New features in H2O 3.18

Wolpert Release (H2O 3.18)

There’s a new major release of H2O and it’s packed with new features and fixes!

We named this release after David Wolpert, who is famous for inventing Stacking (aka Stacked Ensembles). Stacking is a central component in H2O AutoML, so we’re very grateful for his contributions to machine learning! He is also famous for the “No Free Lunch” theorem, which generally states that no single algorithm will be the best in all cases. In other words, there’s no magic bullet. This is precisely why stacking is such a powerful and practical algorithm — you never know in advance if a Deep Neural Network, or GBM or Random Forest will be the best algorithm for your problem. When you combine all of these together into a stacked ensemble, you are guaranteed to benefit from the strengths of each of these algorithms. You can read more about Dr. Wolpert and his work here.

Distributed XGBoost

The central feature of this release is support for distributed XGBoost, as well as other XGBoost enhancements and bug fixes.
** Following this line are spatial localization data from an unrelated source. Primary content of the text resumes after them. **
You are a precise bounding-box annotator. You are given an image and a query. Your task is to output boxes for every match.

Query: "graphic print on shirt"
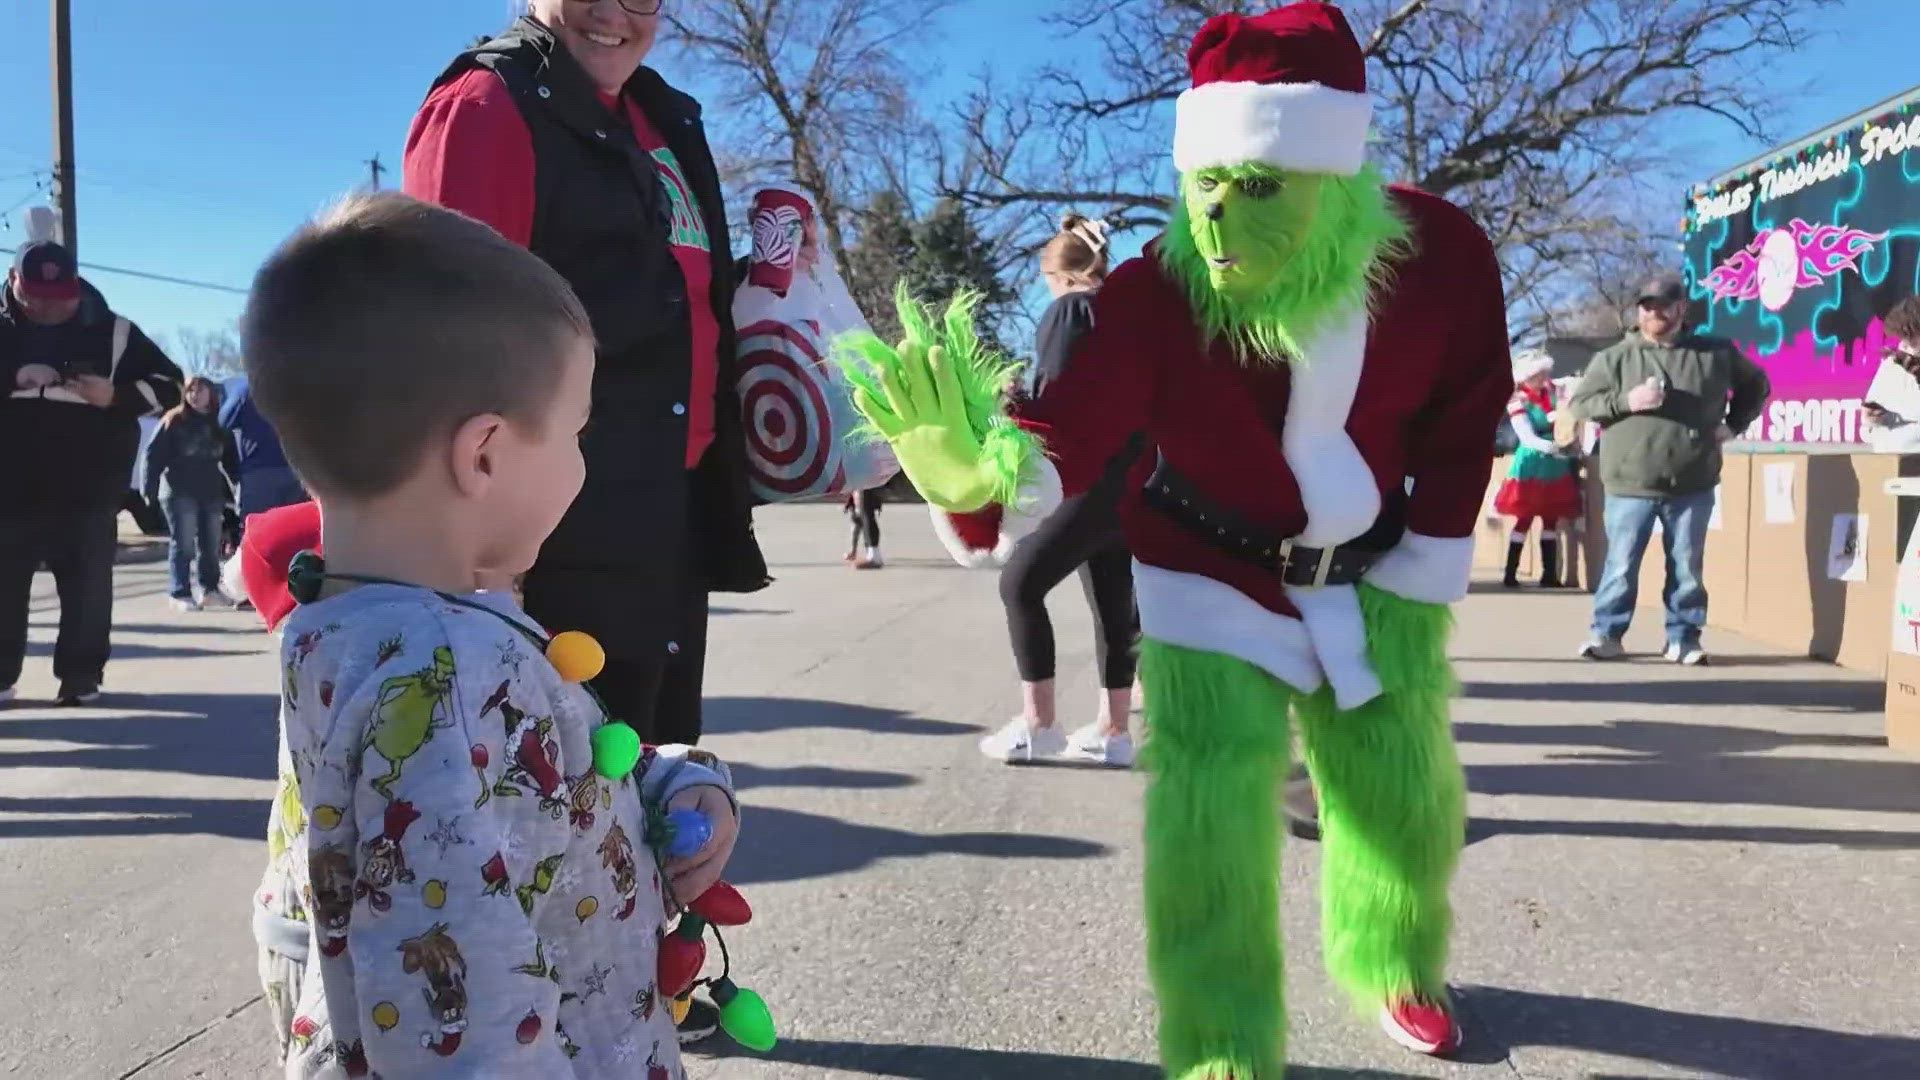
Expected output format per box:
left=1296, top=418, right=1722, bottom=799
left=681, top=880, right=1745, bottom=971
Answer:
left=309, top=844, right=357, bottom=957
left=400, top=922, right=470, bottom=1056
left=357, top=799, right=423, bottom=912
left=647, top=147, right=709, bottom=252
left=367, top=644, right=457, bottom=798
We are bringing XGBoost support to more platforms (including older versions of CentOS/Ubuntu) and we now support multi-node XGBoost training (though this feature is still in “beta”).

There are a number of XGBoost bug fixes, such the ability to use XGBoost models after they have been saved to disk and re-loaded into the H2O cluster, and fixes to the XGBoost MOJO. With all the improvements to H2O’s XGBoost, we are much closer to adding XGBoost to AutoML, and you can expect to see that in a future release. You can read more about the H2O XGBoost integration in the XGBoost User Guide.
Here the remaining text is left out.